Gas Sensing Properties of Single Conducting Polymer Nanowires and the Effect of Temperature
Yaping Dan, Yanyan Cao, Tom E. Mallouk, Stephane Evoy, A. T. Charlie, Johnson,

TL;DR
This study investigates the gas sensing capabilities of PEDOT/PSS nanowires, examining how temperature influences their electronic properties and response times, demonstrating rapid odor detection with power-law response behavior.
Contribution
It provides detailed measurements of PEDOT/PSS nanowire electrical properties and their gas sensing responses, highlighting the effects of temperature on performance and response dynamics.
Findings
Nanowires have a conductivity of 11.5 S/cm and contact resistance of 27.6 kOhm.
Sensors detect odors rapidly with response times of seconds.

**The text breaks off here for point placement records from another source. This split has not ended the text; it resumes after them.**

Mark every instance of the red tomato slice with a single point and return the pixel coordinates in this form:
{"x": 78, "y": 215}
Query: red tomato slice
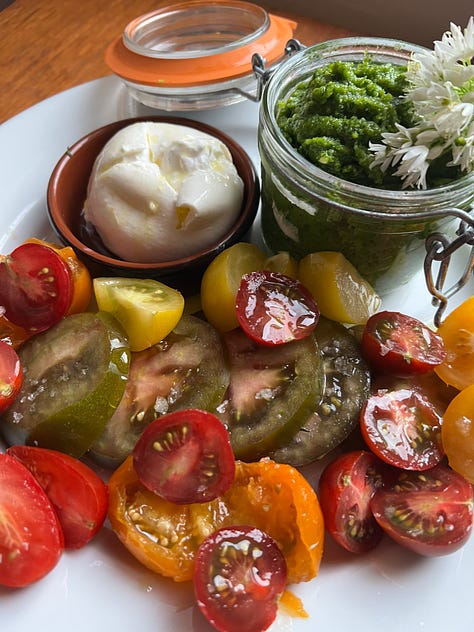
{"x": 429, "y": 512}
{"x": 401, "y": 345}
{"x": 239, "y": 576}
{"x": 78, "y": 494}
{"x": 31, "y": 539}
{"x": 185, "y": 457}
{"x": 403, "y": 428}
{"x": 273, "y": 308}
{"x": 36, "y": 286}
{"x": 11, "y": 375}
{"x": 346, "y": 487}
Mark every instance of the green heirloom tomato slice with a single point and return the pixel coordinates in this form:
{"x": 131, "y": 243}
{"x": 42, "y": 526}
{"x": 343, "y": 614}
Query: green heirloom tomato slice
{"x": 74, "y": 377}
{"x": 346, "y": 388}
{"x": 271, "y": 391}
{"x": 147, "y": 309}
{"x": 185, "y": 370}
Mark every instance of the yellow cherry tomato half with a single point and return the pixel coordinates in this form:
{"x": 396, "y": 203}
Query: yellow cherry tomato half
{"x": 147, "y": 309}
{"x": 221, "y": 280}
{"x": 457, "y": 433}
{"x": 457, "y": 332}
{"x": 341, "y": 293}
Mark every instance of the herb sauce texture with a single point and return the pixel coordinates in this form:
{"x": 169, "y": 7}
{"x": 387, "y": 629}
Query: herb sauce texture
{"x": 331, "y": 118}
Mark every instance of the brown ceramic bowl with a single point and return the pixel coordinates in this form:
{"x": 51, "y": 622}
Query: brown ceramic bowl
{"x": 66, "y": 194}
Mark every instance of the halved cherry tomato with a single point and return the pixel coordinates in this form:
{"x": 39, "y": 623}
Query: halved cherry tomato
{"x": 457, "y": 332}
{"x": 239, "y": 577}
{"x": 185, "y": 457}
{"x": 31, "y": 538}
{"x": 78, "y": 494}
{"x": 401, "y": 345}
{"x": 273, "y": 308}
{"x": 457, "y": 433}
{"x": 11, "y": 375}
{"x": 36, "y": 287}
{"x": 429, "y": 512}
{"x": 346, "y": 487}
{"x": 403, "y": 428}
{"x": 165, "y": 536}
{"x": 82, "y": 282}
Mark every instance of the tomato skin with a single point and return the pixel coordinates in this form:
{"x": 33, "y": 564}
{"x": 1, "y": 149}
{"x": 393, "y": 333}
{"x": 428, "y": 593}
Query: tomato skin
{"x": 274, "y": 309}
{"x": 254, "y": 573}
{"x": 428, "y": 512}
{"x": 185, "y": 457}
{"x": 11, "y": 375}
{"x": 403, "y": 428}
{"x": 78, "y": 495}
{"x": 36, "y": 287}
{"x": 401, "y": 345}
{"x": 165, "y": 536}
{"x": 346, "y": 487}
{"x": 31, "y": 538}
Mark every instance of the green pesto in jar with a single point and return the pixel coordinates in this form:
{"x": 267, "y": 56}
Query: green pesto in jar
{"x": 331, "y": 118}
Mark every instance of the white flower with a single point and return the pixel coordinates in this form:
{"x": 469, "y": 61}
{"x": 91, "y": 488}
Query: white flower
{"x": 441, "y": 88}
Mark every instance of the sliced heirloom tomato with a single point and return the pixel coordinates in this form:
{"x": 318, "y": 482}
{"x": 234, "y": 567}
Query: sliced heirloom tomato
{"x": 75, "y": 375}
{"x": 457, "y": 433}
{"x": 31, "y": 538}
{"x": 147, "y": 309}
{"x": 401, "y": 345}
{"x": 36, "y": 287}
{"x": 403, "y": 428}
{"x": 78, "y": 495}
{"x": 429, "y": 512}
{"x": 275, "y": 309}
{"x": 185, "y": 370}
{"x": 346, "y": 487}
{"x": 239, "y": 577}
{"x": 457, "y": 332}
{"x": 185, "y": 457}
{"x": 272, "y": 391}
{"x": 11, "y": 375}
{"x": 165, "y": 536}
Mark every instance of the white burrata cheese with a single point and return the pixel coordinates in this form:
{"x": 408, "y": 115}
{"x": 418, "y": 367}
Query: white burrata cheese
{"x": 160, "y": 191}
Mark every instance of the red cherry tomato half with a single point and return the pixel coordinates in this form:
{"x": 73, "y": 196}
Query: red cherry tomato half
{"x": 78, "y": 494}
{"x": 403, "y": 428}
{"x": 36, "y": 287}
{"x": 429, "y": 512}
{"x": 401, "y": 345}
{"x": 31, "y": 539}
{"x": 185, "y": 457}
{"x": 346, "y": 487}
{"x": 273, "y": 308}
{"x": 240, "y": 574}
{"x": 11, "y": 375}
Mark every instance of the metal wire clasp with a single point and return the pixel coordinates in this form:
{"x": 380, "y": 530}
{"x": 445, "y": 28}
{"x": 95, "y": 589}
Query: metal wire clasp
{"x": 439, "y": 250}
{"x": 263, "y": 74}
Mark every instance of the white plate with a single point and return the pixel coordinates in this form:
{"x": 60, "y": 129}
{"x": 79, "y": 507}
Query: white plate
{"x": 101, "y": 586}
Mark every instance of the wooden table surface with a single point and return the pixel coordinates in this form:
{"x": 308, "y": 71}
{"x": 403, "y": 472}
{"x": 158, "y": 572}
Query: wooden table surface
{"x": 47, "y": 46}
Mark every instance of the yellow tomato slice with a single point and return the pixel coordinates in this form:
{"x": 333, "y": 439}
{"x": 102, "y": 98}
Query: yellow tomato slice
{"x": 147, "y": 309}
{"x": 283, "y": 263}
{"x": 457, "y": 433}
{"x": 221, "y": 281}
{"x": 341, "y": 293}
{"x": 457, "y": 332}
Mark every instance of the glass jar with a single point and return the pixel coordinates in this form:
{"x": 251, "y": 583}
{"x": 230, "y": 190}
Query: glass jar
{"x": 305, "y": 209}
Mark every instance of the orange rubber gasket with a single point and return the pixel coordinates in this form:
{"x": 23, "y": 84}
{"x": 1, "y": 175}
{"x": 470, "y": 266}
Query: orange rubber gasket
{"x": 236, "y": 63}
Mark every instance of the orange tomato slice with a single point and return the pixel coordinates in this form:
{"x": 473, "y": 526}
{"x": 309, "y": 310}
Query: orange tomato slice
{"x": 164, "y": 537}
{"x": 457, "y": 332}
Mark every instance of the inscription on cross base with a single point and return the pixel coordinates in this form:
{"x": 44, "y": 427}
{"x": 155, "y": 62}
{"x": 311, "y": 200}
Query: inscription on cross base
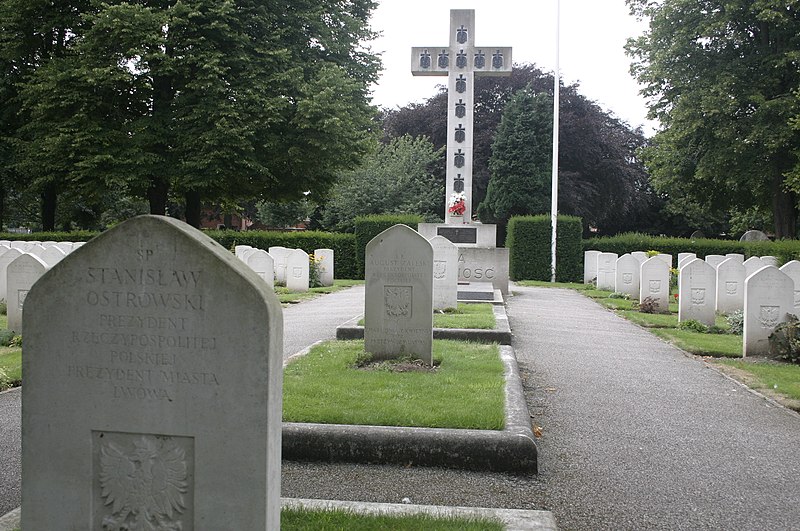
{"x": 461, "y": 61}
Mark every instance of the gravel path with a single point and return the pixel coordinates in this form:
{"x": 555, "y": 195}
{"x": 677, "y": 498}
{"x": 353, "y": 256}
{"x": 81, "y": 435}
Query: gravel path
{"x": 637, "y": 435}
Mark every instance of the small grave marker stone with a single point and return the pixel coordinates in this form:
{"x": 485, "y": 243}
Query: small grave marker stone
{"x": 627, "y": 276}
{"x": 792, "y": 269}
{"x": 297, "y": 270}
{"x": 445, "y": 273}
{"x": 697, "y": 289}
{"x": 262, "y": 263}
{"x": 153, "y": 370}
{"x": 21, "y": 275}
{"x": 324, "y": 260}
{"x": 590, "y": 266}
{"x": 768, "y": 298}
{"x": 398, "y": 316}
{"x": 654, "y": 282}
{"x": 606, "y": 270}
{"x": 730, "y": 286}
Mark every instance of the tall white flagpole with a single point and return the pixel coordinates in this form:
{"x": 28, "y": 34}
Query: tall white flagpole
{"x": 554, "y": 178}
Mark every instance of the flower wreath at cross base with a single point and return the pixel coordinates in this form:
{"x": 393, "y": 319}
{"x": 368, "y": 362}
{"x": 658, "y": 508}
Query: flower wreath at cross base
{"x": 457, "y": 204}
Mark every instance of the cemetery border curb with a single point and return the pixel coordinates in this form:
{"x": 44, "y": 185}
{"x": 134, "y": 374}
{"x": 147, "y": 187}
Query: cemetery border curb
{"x": 512, "y": 449}
{"x": 500, "y": 334}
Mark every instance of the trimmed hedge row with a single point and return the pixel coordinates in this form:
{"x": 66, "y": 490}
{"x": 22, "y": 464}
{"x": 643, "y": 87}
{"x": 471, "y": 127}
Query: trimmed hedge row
{"x": 343, "y": 245}
{"x": 529, "y": 244}
{"x": 784, "y": 250}
{"x": 367, "y": 227}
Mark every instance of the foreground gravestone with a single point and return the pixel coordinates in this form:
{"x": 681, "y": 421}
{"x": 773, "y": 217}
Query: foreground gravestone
{"x": 21, "y": 275}
{"x": 152, "y": 395}
{"x": 297, "y": 270}
{"x": 697, "y": 290}
{"x": 590, "y": 266}
{"x": 730, "y": 286}
{"x": 654, "y": 283}
{"x": 768, "y": 298}
{"x": 606, "y": 270}
{"x": 792, "y": 268}
{"x": 398, "y": 304}
{"x": 445, "y": 273}
{"x": 324, "y": 261}
{"x": 627, "y": 276}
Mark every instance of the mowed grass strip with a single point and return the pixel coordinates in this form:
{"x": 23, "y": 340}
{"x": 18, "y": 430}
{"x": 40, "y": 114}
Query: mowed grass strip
{"x": 316, "y": 520}
{"x": 467, "y": 389}
{"x": 779, "y": 377}
{"x": 290, "y": 297}
{"x": 480, "y": 315}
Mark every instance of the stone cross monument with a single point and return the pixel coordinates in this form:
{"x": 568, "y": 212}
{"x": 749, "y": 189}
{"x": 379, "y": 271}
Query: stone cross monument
{"x": 461, "y": 60}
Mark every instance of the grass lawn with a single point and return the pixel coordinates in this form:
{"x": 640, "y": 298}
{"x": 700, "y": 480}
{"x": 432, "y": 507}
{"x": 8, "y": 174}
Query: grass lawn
{"x": 718, "y": 345}
{"x": 289, "y": 297}
{"x": 11, "y": 364}
{"x": 778, "y": 377}
{"x": 312, "y": 520}
{"x": 466, "y": 390}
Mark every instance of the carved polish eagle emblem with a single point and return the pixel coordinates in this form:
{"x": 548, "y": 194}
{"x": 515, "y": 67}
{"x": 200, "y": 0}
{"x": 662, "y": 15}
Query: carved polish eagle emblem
{"x": 143, "y": 487}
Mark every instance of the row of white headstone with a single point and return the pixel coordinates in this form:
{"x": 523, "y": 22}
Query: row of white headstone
{"x": 287, "y": 267}
{"x": 21, "y": 264}
{"x": 764, "y": 293}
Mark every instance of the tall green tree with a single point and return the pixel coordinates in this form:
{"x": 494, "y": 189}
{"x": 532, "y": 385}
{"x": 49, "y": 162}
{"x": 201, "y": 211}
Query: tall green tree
{"x": 205, "y": 100}
{"x": 396, "y": 178}
{"x": 723, "y": 79}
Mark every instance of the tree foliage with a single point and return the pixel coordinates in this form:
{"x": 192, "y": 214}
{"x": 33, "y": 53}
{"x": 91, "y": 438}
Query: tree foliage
{"x": 396, "y": 178}
{"x": 204, "y": 100}
{"x": 600, "y": 176}
{"x": 723, "y": 78}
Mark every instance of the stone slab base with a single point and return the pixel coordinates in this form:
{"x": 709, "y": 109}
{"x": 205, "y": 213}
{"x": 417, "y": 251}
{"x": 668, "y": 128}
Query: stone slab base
{"x": 501, "y": 334}
{"x": 512, "y": 449}
{"x": 515, "y": 519}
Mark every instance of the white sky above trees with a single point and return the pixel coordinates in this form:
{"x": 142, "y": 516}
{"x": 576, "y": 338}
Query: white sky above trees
{"x": 593, "y": 33}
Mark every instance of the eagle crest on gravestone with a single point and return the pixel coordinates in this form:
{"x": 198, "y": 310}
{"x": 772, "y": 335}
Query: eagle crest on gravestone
{"x": 461, "y": 35}
{"x": 144, "y": 487}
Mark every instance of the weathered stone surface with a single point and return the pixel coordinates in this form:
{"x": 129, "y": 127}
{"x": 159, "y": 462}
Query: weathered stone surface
{"x": 297, "y": 270}
{"x": 606, "y": 270}
{"x": 398, "y": 304}
{"x": 324, "y": 260}
{"x": 445, "y": 273}
{"x": 627, "y": 276}
{"x": 590, "y": 266}
{"x": 730, "y": 286}
{"x": 262, "y": 263}
{"x": 21, "y": 275}
{"x": 697, "y": 290}
{"x": 654, "y": 282}
{"x": 768, "y": 298}
{"x": 152, "y": 397}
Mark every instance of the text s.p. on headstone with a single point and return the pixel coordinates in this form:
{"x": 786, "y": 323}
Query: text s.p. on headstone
{"x": 152, "y": 396}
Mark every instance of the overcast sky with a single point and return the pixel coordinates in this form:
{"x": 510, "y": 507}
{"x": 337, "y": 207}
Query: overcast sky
{"x": 593, "y": 34}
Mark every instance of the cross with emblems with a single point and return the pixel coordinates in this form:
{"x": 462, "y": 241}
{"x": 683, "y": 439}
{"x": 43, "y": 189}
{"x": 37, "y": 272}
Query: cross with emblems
{"x": 461, "y": 62}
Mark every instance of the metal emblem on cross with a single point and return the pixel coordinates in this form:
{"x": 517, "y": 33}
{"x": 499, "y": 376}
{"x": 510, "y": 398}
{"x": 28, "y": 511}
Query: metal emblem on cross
{"x": 460, "y": 96}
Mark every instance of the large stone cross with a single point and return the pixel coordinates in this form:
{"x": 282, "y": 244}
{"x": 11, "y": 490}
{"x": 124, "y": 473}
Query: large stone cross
{"x": 461, "y": 61}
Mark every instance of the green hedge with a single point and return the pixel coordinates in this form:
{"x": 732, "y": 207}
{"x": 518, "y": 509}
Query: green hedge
{"x": 529, "y": 246}
{"x": 367, "y": 227}
{"x": 784, "y": 250}
{"x": 343, "y": 245}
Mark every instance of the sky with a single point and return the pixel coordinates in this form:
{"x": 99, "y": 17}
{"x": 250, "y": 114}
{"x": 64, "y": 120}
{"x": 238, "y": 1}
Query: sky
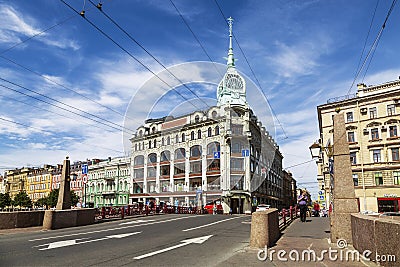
{"x": 69, "y": 85}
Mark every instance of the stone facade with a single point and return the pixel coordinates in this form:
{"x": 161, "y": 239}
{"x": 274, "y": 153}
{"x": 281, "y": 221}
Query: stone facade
{"x": 372, "y": 120}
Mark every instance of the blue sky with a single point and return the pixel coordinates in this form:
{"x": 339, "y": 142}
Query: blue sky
{"x": 302, "y": 53}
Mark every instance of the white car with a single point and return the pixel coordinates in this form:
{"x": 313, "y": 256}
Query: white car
{"x": 263, "y": 207}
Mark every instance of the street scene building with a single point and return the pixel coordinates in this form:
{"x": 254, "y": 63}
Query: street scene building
{"x": 109, "y": 182}
{"x": 372, "y": 119}
{"x": 222, "y": 153}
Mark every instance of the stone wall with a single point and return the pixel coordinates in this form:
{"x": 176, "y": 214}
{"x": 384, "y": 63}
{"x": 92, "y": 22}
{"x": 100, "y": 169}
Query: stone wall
{"x": 264, "y": 228}
{"x": 379, "y": 235}
{"x": 21, "y": 219}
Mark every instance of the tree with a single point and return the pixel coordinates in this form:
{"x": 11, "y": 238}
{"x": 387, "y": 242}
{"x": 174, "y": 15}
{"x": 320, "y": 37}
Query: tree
{"x": 5, "y": 200}
{"x": 22, "y": 199}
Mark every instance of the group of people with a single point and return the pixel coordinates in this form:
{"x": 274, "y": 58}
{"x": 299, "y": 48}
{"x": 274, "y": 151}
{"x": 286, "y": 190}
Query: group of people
{"x": 302, "y": 202}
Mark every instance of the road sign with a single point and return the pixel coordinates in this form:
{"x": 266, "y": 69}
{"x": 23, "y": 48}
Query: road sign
{"x": 85, "y": 169}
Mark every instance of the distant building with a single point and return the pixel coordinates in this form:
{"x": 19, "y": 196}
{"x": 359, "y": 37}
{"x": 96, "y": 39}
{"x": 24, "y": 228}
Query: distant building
{"x": 222, "y": 153}
{"x": 372, "y": 118}
{"x": 109, "y": 182}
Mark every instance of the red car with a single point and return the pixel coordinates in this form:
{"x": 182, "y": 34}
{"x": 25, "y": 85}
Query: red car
{"x": 209, "y": 207}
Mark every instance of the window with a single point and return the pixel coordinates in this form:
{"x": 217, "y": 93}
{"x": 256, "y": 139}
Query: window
{"x": 376, "y": 155}
{"x": 373, "y": 113}
{"x": 353, "y": 158}
{"x": 350, "y": 137}
{"x": 217, "y": 130}
{"x": 393, "y": 131}
{"x": 349, "y": 116}
{"x": 355, "y": 179}
{"x": 391, "y": 110}
{"x": 378, "y": 178}
{"x": 395, "y": 154}
{"x": 396, "y": 177}
{"x": 374, "y": 134}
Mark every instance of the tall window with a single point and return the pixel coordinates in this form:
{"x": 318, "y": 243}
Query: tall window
{"x": 391, "y": 109}
{"x": 374, "y": 134}
{"x": 395, "y": 154}
{"x": 393, "y": 131}
{"x": 353, "y": 158}
{"x": 376, "y": 155}
{"x": 378, "y": 178}
{"x": 355, "y": 179}
{"x": 373, "y": 113}
{"x": 349, "y": 116}
{"x": 350, "y": 137}
{"x": 396, "y": 177}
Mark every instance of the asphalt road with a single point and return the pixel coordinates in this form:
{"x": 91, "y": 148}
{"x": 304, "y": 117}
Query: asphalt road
{"x": 165, "y": 240}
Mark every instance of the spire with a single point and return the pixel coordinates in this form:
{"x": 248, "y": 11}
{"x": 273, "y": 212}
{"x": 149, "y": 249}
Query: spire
{"x": 231, "y": 59}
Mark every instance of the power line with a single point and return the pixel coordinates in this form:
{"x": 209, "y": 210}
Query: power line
{"x": 87, "y": 117}
{"x": 253, "y": 73}
{"x": 99, "y": 7}
{"x": 127, "y": 52}
{"x": 195, "y": 37}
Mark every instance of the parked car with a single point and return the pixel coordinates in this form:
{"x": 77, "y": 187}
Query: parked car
{"x": 263, "y": 207}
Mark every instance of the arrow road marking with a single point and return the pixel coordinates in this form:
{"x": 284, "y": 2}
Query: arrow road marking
{"x": 72, "y": 242}
{"x": 137, "y": 221}
{"x": 197, "y": 240}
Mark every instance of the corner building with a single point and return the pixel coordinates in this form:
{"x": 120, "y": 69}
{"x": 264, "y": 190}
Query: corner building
{"x": 222, "y": 153}
{"x": 372, "y": 120}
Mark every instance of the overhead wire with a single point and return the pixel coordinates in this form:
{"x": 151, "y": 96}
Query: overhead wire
{"x": 99, "y": 7}
{"x": 127, "y": 52}
{"x": 57, "y": 101}
{"x": 253, "y": 73}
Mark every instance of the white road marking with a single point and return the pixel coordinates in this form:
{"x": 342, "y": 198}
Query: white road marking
{"x": 112, "y": 229}
{"x": 72, "y": 242}
{"x": 197, "y": 240}
{"x": 205, "y": 225}
{"x": 137, "y": 221}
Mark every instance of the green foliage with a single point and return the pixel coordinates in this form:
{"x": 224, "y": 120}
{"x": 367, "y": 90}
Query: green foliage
{"x": 22, "y": 199}
{"x": 5, "y": 200}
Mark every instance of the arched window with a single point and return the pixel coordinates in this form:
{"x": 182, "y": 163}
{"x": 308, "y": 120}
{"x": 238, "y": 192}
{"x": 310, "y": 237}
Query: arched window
{"x": 152, "y": 158}
{"x": 138, "y": 160}
{"x": 180, "y": 153}
{"x": 195, "y": 151}
{"x": 213, "y": 147}
{"x": 165, "y": 156}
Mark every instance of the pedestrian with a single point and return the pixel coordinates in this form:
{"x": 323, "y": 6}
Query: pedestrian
{"x": 302, "y": 202}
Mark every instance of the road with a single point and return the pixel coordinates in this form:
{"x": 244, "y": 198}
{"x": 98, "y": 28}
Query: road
{"x": 164, "y": 240}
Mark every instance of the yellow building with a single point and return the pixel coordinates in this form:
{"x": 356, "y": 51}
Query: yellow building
{"x": 39, "y": 182}
{"x": 372, "y": 117}
{"x": 16, "y": 180}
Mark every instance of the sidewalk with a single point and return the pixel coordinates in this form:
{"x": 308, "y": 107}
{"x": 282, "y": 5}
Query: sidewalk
{"x": 312, "y": 236}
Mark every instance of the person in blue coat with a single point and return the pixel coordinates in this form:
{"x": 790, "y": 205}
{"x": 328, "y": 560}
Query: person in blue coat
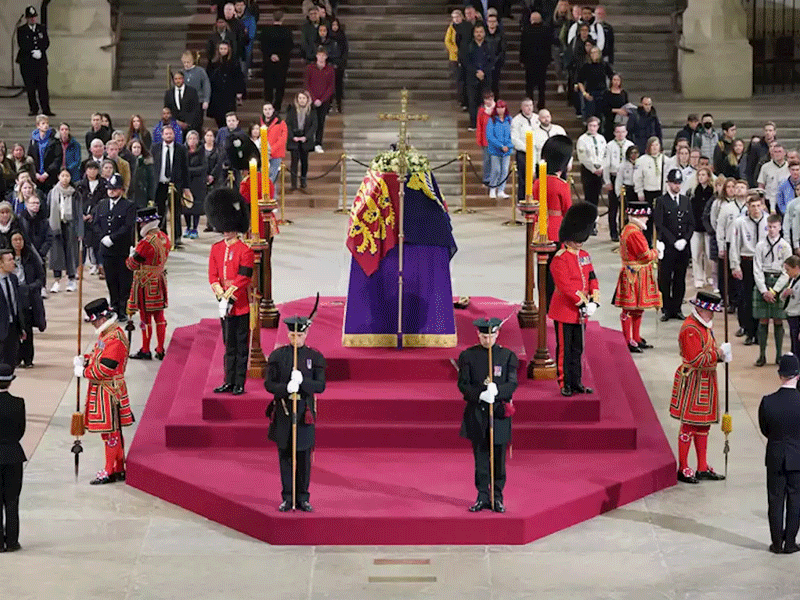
{"x": 498, "y": 135}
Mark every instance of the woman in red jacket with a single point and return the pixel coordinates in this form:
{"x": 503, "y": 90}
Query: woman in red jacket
{"x": 277, "y": 132}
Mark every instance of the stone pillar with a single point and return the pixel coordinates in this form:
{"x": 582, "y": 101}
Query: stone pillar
{"x": 721, "y": 66}
{"x": 77, "y": 29}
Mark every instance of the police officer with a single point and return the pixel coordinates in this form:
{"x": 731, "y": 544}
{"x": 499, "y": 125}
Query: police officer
{"x": 284, "y": 379}
{"x": 480, "y": 390}
{"x": 779, "y": 421}
{"x": 674, "y": 222}
{"x": 115, "y": 217}
{"x": 32, "y": 41}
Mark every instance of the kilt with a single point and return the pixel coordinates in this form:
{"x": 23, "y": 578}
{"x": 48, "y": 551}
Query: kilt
{"x": 763, "y": 309}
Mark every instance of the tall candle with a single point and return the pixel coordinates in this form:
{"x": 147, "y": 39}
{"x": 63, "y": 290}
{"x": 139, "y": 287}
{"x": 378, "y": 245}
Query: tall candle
{"x": 264, "y": 164}
{"x": 543, "y": 198}
{"x": 528, "y": 164}
{"x": 254, "y": 229}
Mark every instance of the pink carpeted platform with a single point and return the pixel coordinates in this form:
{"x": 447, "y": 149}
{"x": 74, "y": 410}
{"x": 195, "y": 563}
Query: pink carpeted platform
{"x": 390, "y": 467}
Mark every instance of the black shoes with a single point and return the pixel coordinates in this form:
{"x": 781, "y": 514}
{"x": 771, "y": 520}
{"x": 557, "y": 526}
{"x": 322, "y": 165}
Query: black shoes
{"x": 479, "y": 506}
{"x": 709, "y": 475}
{"x": 286, "y": 506}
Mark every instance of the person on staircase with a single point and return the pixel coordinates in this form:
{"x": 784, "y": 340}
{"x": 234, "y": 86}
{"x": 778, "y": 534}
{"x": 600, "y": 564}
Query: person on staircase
{"x": 770, "y": 278}
{"x": 498, "y": 136}
{"x": 320, "y": 81}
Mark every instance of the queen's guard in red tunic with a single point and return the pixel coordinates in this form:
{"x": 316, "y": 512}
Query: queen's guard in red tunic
{"x": 637, "y": 288}
{"x": 230, "y": 270}
{"x": 107, "y": 405}
{"x": 695, "y": 399}
{"x": 149, "y": 289}
{"x": 576, "y": 296}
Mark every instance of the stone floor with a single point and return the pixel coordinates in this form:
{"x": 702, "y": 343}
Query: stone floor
{"x": 81, "y": 542}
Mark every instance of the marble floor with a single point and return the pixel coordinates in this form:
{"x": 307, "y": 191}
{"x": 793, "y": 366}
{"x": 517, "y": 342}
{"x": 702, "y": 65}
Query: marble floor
{"x": 82, "y": 542}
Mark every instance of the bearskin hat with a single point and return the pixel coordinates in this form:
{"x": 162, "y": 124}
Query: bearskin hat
{"x": 578, "y": 223}
{"x": 226, "y": 211}
{"x": 240, "y": 149}
{"x": 557, "y": 152}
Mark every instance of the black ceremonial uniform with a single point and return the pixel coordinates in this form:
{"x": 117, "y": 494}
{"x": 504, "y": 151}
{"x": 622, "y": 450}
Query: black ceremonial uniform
{"x": 473, "y": 372}
{"x": 311, "y": 364}
{"x": 34, "y": 70}
{"x": 674, "y": 220}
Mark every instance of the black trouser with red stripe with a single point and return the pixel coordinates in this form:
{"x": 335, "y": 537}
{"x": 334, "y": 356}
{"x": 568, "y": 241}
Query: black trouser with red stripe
{"x": 569, "y": 347}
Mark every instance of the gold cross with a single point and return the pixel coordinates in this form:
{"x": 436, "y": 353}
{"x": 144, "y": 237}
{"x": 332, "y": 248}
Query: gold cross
{"x": 404, "y": 117}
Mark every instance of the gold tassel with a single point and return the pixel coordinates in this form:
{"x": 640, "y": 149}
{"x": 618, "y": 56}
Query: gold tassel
{"x": 78, "y": 425}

Response varies as a power law with analyte concentration.
Abstract
We measured the electronic properties and gas sensing responses of template-grown poly(3,4-ethylenedioxythiophene)/poly(styrenesulfonate) (PEDOT/PSS)-based nanowires. The nanowires have a "striped" structure (gold-PEDOT/PSS-gold), typically 8um long (1um-6um-1um for each section, respectively) and 220 nm in diameter. Single-nanowire devices were contacted by pre-fabricated gold electrodes using dielectrophoretic assembly. A polymer conductivity of 11.5 +/- 0.7 S/cm and a contact resistance of 27.6 +/- 4 kOhm were inferred from measurements of nanowires of varying length and diameter. The nanowire sensors detect a variety of odors, with rapid response and recovery (seconds). The response (R-R0)/R0 varies as a power law with analyte concentration.